A challenge to orders of this non-substantive nature that can be agitated in a regular appeal is nothing but an abuse of the process of the court. 34. How ridiculous a challenge can become was illustrated in Centre for Public Interest Litigation v. Union of India [Centre for Public Interest Litigation v. Union of India, (2012) 3 SCC 117 ] wherein this Court cautioned against challenging the appointment of the Special Public Prosecutor or his assistant advocates! Quite obviously, these are tactics employed by the accused to delay the trial while the endeavour of Parliament is to expedite all trials to prevent harassment to the accused. This has led to odd situations in which some accused are desirous of continuing their harassment by delaying the trial and then complaining about it.
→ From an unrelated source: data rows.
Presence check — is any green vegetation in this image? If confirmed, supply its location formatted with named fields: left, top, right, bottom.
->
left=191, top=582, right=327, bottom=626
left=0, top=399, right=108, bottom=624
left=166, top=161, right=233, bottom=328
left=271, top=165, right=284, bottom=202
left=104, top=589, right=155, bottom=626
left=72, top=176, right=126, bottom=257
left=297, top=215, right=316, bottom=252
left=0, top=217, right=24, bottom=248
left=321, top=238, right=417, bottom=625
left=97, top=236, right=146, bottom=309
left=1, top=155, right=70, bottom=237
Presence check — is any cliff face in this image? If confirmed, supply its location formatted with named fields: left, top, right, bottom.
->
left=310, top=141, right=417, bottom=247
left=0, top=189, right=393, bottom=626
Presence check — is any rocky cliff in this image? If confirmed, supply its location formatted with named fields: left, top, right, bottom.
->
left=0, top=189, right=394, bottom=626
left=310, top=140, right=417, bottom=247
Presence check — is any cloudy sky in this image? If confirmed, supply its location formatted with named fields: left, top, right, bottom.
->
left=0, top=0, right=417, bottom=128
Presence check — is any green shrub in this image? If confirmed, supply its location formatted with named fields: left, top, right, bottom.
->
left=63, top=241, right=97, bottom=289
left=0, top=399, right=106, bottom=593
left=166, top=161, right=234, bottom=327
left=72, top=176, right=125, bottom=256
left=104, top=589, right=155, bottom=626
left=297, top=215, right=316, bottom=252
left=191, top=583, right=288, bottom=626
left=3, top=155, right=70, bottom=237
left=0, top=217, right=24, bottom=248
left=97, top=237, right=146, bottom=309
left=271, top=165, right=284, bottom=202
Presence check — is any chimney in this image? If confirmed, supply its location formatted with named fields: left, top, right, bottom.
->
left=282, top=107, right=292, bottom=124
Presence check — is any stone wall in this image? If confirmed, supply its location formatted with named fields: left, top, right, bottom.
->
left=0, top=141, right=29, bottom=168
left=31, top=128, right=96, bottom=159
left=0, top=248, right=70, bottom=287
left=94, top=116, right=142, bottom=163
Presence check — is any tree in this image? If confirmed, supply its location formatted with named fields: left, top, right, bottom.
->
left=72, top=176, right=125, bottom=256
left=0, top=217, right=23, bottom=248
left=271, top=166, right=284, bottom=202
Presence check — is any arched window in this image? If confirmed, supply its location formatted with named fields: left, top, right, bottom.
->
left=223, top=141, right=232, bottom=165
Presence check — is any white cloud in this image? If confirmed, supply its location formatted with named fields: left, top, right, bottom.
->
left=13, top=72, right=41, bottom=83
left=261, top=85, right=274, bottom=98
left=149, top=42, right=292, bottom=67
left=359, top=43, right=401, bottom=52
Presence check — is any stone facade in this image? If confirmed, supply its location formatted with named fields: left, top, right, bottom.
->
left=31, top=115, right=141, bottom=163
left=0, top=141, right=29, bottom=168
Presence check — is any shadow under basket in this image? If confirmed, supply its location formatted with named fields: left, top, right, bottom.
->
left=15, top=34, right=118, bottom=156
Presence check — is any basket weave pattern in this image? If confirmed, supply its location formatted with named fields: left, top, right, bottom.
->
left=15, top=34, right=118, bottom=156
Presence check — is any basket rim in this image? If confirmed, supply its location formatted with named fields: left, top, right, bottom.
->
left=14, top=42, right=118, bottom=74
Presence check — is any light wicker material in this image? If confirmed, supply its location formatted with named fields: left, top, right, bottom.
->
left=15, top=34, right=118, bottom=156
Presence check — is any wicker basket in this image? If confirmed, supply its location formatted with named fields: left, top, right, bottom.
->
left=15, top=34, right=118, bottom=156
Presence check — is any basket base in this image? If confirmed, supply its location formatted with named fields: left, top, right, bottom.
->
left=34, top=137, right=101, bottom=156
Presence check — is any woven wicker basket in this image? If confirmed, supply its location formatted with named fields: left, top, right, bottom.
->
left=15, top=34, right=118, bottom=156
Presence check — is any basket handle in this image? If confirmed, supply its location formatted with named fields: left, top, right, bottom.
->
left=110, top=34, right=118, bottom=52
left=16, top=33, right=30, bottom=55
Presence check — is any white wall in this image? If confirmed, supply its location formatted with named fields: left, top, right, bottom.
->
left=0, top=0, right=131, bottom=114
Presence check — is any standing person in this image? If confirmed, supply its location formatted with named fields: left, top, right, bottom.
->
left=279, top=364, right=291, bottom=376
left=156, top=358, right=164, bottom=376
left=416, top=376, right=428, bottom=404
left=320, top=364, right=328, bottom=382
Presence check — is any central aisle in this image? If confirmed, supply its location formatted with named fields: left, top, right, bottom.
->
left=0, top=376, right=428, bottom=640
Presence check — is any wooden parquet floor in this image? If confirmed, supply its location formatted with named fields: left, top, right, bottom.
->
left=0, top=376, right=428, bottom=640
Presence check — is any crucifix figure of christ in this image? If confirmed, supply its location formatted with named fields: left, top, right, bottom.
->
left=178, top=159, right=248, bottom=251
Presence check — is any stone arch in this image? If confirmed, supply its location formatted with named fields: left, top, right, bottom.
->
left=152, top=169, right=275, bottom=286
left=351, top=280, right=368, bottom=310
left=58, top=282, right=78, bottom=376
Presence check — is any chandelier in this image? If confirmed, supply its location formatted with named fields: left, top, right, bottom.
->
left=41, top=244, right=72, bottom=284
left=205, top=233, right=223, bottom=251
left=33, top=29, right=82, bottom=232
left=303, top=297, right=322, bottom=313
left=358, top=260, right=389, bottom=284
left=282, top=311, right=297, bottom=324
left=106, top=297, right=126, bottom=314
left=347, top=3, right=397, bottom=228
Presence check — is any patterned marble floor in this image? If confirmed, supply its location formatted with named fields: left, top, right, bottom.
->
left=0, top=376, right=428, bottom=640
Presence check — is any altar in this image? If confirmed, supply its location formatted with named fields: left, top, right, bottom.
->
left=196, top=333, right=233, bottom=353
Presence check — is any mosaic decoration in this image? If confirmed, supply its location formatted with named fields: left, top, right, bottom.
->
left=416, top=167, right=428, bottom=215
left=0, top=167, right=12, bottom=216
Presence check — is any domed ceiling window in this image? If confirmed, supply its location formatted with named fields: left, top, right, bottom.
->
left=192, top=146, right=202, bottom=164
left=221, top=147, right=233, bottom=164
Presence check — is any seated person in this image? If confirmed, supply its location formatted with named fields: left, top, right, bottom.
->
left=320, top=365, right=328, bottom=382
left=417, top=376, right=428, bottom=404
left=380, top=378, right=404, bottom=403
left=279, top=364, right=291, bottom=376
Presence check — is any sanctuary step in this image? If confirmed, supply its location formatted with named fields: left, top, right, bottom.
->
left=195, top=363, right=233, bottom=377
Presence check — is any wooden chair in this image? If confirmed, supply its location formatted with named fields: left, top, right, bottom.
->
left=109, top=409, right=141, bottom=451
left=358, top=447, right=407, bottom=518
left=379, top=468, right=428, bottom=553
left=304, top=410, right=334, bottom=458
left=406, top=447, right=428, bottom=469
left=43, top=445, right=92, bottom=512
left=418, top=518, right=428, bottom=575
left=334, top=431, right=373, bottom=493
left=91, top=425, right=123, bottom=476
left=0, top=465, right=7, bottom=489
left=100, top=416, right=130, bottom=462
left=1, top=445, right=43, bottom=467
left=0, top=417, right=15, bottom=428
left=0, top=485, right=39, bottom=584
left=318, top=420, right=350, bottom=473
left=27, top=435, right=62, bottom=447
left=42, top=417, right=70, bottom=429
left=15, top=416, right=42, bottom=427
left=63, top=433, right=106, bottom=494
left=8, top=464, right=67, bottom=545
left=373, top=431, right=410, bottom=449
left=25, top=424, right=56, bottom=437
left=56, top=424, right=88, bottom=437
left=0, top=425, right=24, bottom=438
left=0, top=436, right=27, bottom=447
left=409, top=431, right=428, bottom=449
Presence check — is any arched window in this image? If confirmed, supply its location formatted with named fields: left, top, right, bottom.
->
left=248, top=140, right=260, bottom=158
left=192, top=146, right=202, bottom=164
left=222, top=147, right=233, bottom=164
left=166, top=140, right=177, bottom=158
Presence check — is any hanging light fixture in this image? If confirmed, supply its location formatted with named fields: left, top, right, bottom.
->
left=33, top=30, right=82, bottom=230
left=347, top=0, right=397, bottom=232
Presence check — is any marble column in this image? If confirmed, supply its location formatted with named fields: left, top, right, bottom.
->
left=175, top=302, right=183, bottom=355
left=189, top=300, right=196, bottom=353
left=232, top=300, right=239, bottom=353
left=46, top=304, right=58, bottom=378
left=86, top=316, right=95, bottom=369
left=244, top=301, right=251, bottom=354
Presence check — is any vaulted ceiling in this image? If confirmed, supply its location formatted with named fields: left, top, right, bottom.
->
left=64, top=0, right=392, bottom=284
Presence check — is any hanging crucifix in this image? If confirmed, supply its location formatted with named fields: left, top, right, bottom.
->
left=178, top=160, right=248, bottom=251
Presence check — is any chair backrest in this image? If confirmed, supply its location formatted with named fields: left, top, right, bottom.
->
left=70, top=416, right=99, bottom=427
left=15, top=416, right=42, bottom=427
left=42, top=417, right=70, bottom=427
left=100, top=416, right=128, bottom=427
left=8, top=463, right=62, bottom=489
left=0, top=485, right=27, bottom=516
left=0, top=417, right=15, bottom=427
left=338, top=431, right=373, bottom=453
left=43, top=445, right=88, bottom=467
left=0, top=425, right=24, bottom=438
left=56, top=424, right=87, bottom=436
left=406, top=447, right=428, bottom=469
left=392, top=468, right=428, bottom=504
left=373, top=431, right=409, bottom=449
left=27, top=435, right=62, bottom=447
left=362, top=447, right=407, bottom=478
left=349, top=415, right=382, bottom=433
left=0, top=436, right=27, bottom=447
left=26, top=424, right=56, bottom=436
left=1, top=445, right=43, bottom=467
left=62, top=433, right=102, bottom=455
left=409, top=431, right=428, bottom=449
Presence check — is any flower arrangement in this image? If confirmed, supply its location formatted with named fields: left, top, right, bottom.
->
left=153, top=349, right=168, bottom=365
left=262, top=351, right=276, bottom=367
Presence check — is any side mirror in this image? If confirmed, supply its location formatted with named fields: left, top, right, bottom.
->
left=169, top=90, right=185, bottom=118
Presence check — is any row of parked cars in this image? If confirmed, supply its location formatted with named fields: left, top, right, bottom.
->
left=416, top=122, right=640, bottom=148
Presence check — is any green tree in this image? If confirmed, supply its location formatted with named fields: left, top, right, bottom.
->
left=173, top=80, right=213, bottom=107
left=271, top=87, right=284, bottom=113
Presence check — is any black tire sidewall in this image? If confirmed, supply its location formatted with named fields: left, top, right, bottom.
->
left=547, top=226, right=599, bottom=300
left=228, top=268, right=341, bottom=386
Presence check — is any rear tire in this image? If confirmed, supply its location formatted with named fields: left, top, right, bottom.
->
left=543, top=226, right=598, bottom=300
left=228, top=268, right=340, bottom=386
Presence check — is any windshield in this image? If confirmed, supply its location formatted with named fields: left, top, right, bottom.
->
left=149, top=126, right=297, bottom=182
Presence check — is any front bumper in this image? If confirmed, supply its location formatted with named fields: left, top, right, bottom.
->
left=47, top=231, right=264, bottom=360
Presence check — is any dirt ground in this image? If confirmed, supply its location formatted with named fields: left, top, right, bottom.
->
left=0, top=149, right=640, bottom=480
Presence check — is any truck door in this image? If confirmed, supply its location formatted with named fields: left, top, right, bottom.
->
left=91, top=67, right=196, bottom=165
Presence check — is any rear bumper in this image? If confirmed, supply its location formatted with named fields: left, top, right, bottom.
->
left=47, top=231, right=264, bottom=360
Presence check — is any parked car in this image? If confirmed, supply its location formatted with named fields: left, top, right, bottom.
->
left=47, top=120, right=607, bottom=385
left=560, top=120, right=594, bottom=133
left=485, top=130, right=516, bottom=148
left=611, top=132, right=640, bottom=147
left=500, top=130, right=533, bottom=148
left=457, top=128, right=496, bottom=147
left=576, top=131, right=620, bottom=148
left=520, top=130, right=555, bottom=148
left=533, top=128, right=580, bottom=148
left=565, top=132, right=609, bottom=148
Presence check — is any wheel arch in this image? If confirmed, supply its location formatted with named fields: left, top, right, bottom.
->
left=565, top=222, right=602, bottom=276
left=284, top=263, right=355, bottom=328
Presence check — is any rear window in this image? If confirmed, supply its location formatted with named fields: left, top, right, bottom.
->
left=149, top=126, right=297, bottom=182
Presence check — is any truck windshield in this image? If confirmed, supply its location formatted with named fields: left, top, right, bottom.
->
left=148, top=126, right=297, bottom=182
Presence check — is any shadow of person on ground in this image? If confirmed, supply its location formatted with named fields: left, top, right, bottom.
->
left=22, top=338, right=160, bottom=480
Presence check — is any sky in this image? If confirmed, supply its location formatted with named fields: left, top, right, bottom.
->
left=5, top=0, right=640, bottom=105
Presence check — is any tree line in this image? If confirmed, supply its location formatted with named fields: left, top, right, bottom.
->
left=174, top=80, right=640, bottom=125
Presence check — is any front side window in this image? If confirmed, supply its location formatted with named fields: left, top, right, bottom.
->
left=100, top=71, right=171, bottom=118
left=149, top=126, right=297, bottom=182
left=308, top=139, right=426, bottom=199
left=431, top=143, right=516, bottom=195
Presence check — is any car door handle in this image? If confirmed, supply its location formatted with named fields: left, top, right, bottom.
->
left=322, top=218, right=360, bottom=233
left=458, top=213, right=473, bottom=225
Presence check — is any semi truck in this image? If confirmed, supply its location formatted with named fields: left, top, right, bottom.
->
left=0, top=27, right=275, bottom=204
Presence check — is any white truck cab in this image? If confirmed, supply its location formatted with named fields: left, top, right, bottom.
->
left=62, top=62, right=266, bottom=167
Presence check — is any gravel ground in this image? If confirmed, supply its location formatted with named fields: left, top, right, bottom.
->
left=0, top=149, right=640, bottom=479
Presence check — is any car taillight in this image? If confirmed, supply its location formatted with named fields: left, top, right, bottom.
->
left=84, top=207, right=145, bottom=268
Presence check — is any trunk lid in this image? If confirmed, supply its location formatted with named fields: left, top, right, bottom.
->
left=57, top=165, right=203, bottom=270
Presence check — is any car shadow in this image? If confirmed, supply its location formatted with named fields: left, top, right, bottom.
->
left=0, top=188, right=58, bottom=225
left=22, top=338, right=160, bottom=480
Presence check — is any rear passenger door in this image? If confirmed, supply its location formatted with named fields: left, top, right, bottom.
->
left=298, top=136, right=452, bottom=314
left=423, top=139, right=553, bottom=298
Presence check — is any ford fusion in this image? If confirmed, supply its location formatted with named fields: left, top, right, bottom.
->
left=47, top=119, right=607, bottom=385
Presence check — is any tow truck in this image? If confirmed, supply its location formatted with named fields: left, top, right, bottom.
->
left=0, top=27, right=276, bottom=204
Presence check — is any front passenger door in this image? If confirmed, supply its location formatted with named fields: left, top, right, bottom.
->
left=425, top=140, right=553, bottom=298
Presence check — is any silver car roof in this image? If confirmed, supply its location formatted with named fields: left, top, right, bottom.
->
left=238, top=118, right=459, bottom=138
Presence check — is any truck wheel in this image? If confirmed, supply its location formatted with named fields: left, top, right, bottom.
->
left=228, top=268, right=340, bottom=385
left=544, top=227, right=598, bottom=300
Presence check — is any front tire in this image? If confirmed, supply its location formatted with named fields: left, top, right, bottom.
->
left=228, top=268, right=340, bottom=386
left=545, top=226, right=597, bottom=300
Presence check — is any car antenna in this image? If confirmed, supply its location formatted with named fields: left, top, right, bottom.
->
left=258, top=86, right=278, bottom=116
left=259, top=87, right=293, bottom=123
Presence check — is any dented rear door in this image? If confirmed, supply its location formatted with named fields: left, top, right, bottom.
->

In any event, such orders cannot fall in the "rarest of rare" category and can always be made a ground for appeal, if necessary, after the final order is made since in respect of such orders even a petition under Section 482 Cr.P.C. would not be maintainable." 9. On an overall consideration of the aforesaid facts, this Court finds no ground to interfere with the order impugned. 10. The petition is dismissed.